Informatics in Medicine Unlocked (Jan 2022)
Risk prediction for repeated measures health outcomes: A divide and recombine framework
Abstract
We propose a machine learning framework for risk prediction for binary response sequence observed over time, creating a trajectory for disease progression and regression. The proposed framework employs a divide and recombine technique using the relation between marginal, conditional, and joint probability models from probability theory. To demonstrate the framework, the data from the US Health and Retirement Study with seven follow-ups for the response, the activity of daily living index (ADL), and risk factors have been used. To assess the effects of the risk factors on ADL, the proposed framework adapted regressive logistic regression, logistic regression with the lasso, support vector machines, classification tree, random forests, and neural network models. The models are tuned and evaluated on the training and test data containing 75% and 25% of the cases, respectively. The test data accuracies varied from 92% to 95% across different follow-ups with high specificity and sensitivity.

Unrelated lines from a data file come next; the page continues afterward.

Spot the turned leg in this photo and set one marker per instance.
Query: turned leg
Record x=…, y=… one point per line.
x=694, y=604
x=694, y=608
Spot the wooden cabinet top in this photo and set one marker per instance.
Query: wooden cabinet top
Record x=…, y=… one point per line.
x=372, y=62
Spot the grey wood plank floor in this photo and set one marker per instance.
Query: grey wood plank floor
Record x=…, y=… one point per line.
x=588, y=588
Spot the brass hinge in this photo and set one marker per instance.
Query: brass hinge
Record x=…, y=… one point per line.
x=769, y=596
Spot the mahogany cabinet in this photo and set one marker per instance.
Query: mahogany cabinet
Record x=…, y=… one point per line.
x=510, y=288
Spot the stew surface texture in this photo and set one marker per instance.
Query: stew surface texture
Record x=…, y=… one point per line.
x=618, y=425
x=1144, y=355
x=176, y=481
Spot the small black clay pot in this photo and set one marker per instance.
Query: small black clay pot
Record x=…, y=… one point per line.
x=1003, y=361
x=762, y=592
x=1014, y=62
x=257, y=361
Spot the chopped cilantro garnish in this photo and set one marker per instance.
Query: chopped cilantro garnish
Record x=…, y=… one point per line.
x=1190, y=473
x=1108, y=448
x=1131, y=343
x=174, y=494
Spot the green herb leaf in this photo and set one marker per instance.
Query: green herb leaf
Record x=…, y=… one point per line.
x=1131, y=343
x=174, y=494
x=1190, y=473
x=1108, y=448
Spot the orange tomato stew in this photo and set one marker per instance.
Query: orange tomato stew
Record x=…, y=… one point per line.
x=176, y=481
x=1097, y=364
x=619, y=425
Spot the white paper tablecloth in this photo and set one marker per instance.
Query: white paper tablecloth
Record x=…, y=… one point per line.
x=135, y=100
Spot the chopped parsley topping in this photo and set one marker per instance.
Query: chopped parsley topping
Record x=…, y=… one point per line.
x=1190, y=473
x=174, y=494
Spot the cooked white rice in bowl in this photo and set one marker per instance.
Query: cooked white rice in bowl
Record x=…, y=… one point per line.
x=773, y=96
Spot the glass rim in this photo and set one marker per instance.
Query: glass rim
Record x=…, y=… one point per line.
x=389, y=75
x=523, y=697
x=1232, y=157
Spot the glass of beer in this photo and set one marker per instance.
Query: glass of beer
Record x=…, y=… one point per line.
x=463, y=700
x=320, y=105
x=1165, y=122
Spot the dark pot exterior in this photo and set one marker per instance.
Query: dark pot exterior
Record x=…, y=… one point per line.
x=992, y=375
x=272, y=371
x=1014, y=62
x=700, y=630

The accuracy, sensitivity, and specificity for the ensemble of the six models are found very high, all above 90%. Inclusion of interaction terms between the risk factors, risk factors and historical ADL, and historical ADL from different follow-ups in the regressive logistic model shows noticeable improvements in accuracy, sensitivity, and specificity. Adjusting the probability threshold for classification shows a considerable increase in sensitivity. The framework provides a general and flexible approach in addressing the issue of risk predictions for health-related response, which is repeated over time and longitudinal in nature. This method can be used in other applications to analyze big data.